LA ALTERNATIVA A ESA SIMPLICIDAD
En efecto, la prosa de Martín Giráldez no es sencilla. Utiliza cultismos, palabras poco frecuentes y en ocasiones palabras inventadas. Sus párrafos son largos y sus frases enrevesadas. Debería leerlo quien tenga interés por el lenguaje, pero sin olvidar coger aire como quien se sumerge en el océano, porque quizá no aguante muchas páginas del tirón.

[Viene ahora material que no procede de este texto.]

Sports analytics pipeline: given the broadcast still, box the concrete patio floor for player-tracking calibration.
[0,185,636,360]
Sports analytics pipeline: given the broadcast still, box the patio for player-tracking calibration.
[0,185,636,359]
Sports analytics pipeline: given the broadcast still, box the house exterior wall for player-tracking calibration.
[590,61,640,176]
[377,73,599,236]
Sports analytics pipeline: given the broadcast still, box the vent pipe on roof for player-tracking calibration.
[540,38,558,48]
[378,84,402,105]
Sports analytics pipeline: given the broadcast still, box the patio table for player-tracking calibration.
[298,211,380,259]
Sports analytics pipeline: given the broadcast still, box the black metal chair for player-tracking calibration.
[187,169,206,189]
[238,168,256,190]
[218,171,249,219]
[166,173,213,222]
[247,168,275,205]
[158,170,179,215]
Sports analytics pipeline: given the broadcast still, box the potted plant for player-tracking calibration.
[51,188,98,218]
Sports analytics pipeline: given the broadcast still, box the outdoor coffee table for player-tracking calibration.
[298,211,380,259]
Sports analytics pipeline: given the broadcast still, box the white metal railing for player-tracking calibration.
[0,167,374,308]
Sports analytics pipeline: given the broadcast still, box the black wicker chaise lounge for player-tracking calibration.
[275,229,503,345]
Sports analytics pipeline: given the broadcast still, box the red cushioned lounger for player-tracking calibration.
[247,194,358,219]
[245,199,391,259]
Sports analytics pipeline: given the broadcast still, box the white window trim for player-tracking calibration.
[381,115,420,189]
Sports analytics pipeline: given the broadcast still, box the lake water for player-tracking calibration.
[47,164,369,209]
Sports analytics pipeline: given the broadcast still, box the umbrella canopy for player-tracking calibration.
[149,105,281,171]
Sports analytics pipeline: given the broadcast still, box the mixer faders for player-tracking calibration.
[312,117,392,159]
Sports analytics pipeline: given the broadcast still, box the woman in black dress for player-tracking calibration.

Con esa escritura compleja, Martín Giráldez critica ese «idioma monigotado» que es el castellano hoy en día. «Esa serie de improperios se refieren al aplanamiento, la estandarización del castellano peninsular, unas veces por parte del mundo editorial (con cierto conocimiento de causa), otras por los organismos de normativización (creo que hay que echar mano de la RAE o de Fundéu, pero sin elevarlas a la categoría de esfinges con ojos de láser) y otras por pura ignorancia (y hablo más de los medios de comunicación que de la lengua de la calle, contra la que una persona sensata que escribe (morónico oxímoron) no debería coleccionar demasiados reproches)».
El lector puede sentir una cierta antipatía al ver que el autor se lo pone así de difícil, pero no abandona la lectura, quizá en parte por orgullo, por no pertenecer a ese grupo de lectores «simples» tan criticados en Magistral.
Si te rindes en la primera página, no me sirves ni como lector ni como enemigo
Magistral, dice Martín Giráldez, «prevé los bracitos en jarra del reaccionariado»; pero no se achanta.
No olvidemos que Rubén Martín Giráldez escribe así no sólo porque quiere, sino sobre todo porque sabe y porque puede. A quien tenga que leer dos veces uno de sus párrafos para entender lo que dice, le espetará:
No es que no sepa explicarme mejor, es que a ver quién eres tú para merecer mejor explicación
¿IMPORTA REALMENTE LA OPINIÓN DEL LECTOR?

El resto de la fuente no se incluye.